General characteristics
- Type: Passenger liner
- Tonnage: 13,426 gross register tons (GRT)
- Length: 558 ft (170 m)
- Beam: 61.9 ft (18.9 m)
- Propulsion: 3 sets Parson's turbines driving 3 screws
- Speed: 21 knots (39 km/h; 24 mph)
- Capacity: Passengers: 275 first class, 75 second class, and 800 steerage

= SS Shinyō Maru (1911) =

Japanese passenger liner

SS Shinyō Maru (春洋丸) was built in Nagasaki in 1911 by Mitsubishi Dockyard & Engine Works. Her length was 558 ft and breadth 61.9 ft Her tonnage was 13,426 GRT, with a displacement of 21,650 ('22 000') tons. Her triple screws gave her a speed of 21 knots. The liner had accommodation for 275 first class, 75 second class, and 800 steerage passengers. Shinyo Maru was powered by thirteen Scotch boilers providing steam for three sets of Parsons turbines for 17,000 horsepower.

She was the third of three new liners built specifically for the trans-Pacific liner route (Hong Kong—San Francisco) for Toyo Kisen Kaisha Steamship Co. (TKK). Shinyo Maru made trials on 25 July 1911, delivered to TKK on 15 August and departed for Yokohama and San Francisco on 21 August 1911.

Her sister-ships were the (1908–1933), of 1908, and the Chiyo Maru, of 1909. The career of the Chiyo Maru was curtailed in April 1916, when she ran aground in fog, off Hong Kong, and was damaged beyond repair.

Toyo Kisen Line was third steamship company to offer a regular trans-Pacific liner schedule, in 1899, after the Pacific Mail Steamship Company (PMSS) and the Occidental and Oriental Steamship Company (O&O). These two great rivals were both US companies and TKK was the first non-American line to enter the service.
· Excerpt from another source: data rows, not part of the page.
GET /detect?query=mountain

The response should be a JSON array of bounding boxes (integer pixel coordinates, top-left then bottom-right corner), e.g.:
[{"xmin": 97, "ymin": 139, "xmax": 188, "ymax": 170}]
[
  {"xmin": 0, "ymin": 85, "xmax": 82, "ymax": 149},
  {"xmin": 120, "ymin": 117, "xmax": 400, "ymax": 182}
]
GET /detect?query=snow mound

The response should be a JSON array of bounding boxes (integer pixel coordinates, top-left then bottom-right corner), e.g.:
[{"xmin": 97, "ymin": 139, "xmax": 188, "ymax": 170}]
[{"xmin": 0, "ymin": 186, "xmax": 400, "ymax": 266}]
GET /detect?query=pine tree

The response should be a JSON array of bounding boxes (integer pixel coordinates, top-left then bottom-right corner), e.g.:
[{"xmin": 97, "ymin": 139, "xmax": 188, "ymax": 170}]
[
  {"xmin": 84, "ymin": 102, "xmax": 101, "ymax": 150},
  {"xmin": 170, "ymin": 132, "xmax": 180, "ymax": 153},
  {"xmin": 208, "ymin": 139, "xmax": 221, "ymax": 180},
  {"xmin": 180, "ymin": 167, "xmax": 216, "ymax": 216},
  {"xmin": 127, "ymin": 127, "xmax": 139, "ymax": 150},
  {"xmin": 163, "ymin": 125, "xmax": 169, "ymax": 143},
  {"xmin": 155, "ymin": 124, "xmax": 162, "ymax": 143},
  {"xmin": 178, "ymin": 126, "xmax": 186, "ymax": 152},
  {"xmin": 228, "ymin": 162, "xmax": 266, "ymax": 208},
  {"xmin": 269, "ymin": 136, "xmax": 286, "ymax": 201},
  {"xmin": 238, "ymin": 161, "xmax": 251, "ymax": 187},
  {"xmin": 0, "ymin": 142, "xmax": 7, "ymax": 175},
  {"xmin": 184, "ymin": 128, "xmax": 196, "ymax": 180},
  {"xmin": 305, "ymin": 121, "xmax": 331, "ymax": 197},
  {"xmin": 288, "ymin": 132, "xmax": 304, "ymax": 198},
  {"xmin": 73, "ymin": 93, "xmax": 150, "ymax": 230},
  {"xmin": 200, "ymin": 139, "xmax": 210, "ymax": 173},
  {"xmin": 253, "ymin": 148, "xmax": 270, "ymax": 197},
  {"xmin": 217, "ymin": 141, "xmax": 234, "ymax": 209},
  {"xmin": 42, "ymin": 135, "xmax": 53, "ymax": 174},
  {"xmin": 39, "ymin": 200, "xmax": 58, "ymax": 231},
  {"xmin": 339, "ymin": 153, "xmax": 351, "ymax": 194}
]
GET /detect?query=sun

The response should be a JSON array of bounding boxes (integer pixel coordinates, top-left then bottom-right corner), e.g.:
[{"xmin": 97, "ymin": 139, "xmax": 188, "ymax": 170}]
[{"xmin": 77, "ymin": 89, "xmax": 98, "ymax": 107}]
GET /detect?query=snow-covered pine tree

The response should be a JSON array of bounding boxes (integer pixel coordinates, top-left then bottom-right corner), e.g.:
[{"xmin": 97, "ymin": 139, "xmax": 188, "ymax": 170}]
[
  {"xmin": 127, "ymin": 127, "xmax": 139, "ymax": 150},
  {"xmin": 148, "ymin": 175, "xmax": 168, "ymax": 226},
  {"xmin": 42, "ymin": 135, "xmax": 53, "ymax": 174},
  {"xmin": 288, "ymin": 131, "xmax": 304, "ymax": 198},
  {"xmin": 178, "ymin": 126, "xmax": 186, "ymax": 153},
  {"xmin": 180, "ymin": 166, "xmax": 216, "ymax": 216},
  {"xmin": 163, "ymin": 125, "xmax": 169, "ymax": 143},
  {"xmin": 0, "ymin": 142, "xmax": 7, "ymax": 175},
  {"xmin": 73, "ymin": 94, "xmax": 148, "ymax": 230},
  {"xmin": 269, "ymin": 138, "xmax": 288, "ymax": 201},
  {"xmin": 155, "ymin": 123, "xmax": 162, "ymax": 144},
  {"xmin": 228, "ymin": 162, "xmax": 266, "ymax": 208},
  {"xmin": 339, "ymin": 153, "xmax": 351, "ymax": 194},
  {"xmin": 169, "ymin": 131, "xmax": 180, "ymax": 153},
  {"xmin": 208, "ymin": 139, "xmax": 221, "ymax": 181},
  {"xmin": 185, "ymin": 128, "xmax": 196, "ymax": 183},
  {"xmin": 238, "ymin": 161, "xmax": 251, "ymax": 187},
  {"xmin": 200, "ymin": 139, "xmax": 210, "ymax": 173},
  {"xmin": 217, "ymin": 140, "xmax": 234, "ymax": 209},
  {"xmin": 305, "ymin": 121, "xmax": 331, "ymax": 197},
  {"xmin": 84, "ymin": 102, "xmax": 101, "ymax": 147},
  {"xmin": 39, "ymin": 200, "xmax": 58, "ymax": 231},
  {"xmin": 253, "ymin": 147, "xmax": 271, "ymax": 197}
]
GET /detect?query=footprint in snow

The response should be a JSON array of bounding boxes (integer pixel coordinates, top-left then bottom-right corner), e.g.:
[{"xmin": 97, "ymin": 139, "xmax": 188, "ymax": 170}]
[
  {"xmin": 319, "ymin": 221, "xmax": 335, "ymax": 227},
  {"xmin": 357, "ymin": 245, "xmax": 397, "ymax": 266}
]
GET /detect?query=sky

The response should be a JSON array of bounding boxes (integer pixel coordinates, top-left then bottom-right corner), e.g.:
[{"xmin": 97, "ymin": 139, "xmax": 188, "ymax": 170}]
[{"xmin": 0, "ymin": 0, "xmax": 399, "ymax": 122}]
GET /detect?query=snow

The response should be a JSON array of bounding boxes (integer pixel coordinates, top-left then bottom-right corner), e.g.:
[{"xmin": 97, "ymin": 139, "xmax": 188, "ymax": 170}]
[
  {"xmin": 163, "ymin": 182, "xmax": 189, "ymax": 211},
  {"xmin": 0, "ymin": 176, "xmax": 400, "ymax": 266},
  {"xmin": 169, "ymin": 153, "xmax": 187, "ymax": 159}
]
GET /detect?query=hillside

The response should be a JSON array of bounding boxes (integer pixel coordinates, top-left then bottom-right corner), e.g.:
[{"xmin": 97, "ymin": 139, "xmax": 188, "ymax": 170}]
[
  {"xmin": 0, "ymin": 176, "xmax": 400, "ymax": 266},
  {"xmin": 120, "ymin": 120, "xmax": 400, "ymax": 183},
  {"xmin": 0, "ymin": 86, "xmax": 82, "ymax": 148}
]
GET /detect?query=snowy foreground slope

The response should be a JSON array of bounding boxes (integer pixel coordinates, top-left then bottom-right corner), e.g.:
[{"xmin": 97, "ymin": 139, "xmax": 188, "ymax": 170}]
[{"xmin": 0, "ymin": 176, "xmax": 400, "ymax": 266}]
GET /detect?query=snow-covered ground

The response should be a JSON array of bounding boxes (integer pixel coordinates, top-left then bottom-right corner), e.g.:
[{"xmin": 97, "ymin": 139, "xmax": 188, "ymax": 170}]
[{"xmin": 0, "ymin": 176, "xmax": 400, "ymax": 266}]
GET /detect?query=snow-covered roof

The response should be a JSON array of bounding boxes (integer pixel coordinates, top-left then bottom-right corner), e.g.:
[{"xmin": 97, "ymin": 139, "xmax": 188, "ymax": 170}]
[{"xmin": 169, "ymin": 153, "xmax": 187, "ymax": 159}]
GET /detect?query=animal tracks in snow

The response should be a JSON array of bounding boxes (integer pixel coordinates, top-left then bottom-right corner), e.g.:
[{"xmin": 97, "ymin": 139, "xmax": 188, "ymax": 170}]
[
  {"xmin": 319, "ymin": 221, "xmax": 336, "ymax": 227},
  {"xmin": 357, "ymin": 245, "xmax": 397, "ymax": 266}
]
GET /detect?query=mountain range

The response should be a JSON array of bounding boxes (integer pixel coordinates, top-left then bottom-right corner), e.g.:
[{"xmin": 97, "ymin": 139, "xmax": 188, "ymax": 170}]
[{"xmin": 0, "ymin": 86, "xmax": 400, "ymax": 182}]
The original three ships were the Nippon Maru, the America Maru and the Hong Kong Maru, but when the three large liners entered service, the latter two were sold to the Osaka Line (OSK) and relegated to coastal traffic around Japan. In August 1916, the Korea Maru and the Siberia Maru were bought from PMSS, partly to replace the Chiyo Maru. However, the company found it difficult to compete during the slump of the 1920s and was taken over by the larger Nippon Yusen Kaisha (NYK).

The Shinyo Maru continued, with her sister-ship, for several years under NYK management, before being laid up in 1932. She was finally scrapped in 1936. The Tenyo Maru was likewise laid up in 1930 and scrapped in 1933.